Building an RSS feed Scraper with Python

What is RSS?

RSS stands for Really Simple Syndication or Rich Site Summary. It is a type of web feed that allows users and applications to receive regular updates from a website or blog of their choice. Various website use their RSS feed to publish the frequently updated information like blog entries, news headlines etc, So this is where RSS feeds are mainly used.

So we can use that RSS feed to extract some important information from a particular website. In this article I will be showing how you will extract RSS feeds of any website.

Installing packages

You can install all packages using pip like the example below.

 pip install requests
 pip install bs4

Importing libraries:

Now our project setup is ready, we can start writing the code.
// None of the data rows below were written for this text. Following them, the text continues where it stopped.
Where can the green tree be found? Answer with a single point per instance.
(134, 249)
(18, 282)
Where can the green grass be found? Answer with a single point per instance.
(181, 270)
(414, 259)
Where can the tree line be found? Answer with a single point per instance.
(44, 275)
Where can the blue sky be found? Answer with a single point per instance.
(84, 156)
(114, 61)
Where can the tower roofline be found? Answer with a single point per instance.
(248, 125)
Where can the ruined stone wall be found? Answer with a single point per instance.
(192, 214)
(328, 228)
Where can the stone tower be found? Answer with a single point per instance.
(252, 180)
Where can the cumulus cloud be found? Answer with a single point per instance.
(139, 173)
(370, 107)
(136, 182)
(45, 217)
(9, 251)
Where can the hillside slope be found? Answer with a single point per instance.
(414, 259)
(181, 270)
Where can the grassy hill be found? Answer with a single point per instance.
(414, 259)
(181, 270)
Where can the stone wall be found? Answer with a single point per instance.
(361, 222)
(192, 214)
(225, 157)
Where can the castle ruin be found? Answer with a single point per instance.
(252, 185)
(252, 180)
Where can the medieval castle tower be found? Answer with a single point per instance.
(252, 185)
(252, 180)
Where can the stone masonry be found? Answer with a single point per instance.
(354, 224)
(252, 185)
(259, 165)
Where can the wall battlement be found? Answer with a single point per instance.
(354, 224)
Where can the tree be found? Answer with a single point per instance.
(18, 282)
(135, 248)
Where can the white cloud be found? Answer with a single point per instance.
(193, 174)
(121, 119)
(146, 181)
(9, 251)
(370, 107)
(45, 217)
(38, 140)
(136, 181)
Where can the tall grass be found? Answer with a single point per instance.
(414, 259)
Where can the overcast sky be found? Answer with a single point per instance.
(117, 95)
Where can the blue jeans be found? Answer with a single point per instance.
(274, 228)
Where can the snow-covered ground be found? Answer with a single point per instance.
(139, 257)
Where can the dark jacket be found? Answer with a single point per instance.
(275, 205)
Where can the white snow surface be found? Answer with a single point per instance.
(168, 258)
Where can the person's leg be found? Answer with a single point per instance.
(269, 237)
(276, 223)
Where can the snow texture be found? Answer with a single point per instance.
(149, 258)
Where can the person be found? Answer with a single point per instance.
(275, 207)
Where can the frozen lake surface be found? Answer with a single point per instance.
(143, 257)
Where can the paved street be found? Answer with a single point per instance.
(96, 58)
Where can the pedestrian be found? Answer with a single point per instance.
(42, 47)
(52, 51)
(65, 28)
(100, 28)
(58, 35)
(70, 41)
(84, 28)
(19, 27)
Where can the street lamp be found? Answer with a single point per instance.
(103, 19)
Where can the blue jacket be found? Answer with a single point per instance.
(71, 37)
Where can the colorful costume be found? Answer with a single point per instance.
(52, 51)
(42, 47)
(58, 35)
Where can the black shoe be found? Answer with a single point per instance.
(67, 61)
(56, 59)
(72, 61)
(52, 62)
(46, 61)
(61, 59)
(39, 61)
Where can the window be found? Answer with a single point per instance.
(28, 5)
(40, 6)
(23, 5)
Within our rssScrapy.py we’ll import the packages we’ve installed using pip.

import requests

from bs4 import BeautifulSoup

The above package will allow us to use the functions given to us by the Requests and BeautifulSoup libraries.

I am going to use the RSS feeds of a news website called Times of India.

Link-"https://timesofindia.indiatimes.com/rssfeeds/1221656.cms"

This is basically an XML file.

So now I am going to show you how this particular xml file will scrape.

import requests
from bs4 import BeautifulSoup
url="https://timesofindia.indiatimes.com/rssfeeds/1221656.cms"
resp=requests.get(url)
soup=BeautifulSoup(resp.content,features="xml")
print(soup.prettify())

I have imported all necessary libraries.I have also defined url which give me link for news website RSS feed after that for get request I made resp object where I have pass that url.

Now we have response object and we have also a beautiful soup object with me.Bydefault beautiful soup parse html file but we want xml file so we used features=”xml”.So now let me just show you the xml file we have parsed.

We dont nedd all the data having in it.We want news description,title,publish date right.So for this we are going to create a list which contains all the content inside item tags.For this we have used items=soup.findAll('item')

You can also check the length of items using this len(items)

So now I am writing whole code for scrapping the news RSS feed-

import requests
from bs4 import BeautifulSoup
url="https://timesofindia.indiatimes.com/rssfeeds/1221656.cms"
resp=requests.get(url)
soup=BeautifulSoup(resp.content,features="xml")
items=soup.findAll('item')
item=items[0]
news_items=[]
for item in items:
    news_item={}
    news_item['title']=item.title.text
    news_item['description']=item.description.text
    news_item['link']=item.link.text
    news_item['guid']=item.guid.text
    news_item['pubDate']=item.pubDate.text
    news_items.append(news_item)
print(news_items[2])

So we can see that I have used item.title.textfor scrapping title because item is parent class and title is child class similarly we do for rest.

Each of the articles available on the RSS feed containing all information within item tags <item>...</item>.
and follows the below structure-

<item>
    <title>...</title>
    <link>...</link>
    <pubDate>...</pubDate>
    <comments>...</comments>
    <description>...</description>
</item>

We’ll be taking advantage of the consistent item tags to parse our information.

I have also make an empty list news_items which append all in it.

So this is how we can parse particularly news item.

Conclusion:

We have successfully created an RSS feed scraping tool using Python, Requests, and BeautifulSoup. This allows us to parse XML information into a suitable format for us to work with in the future.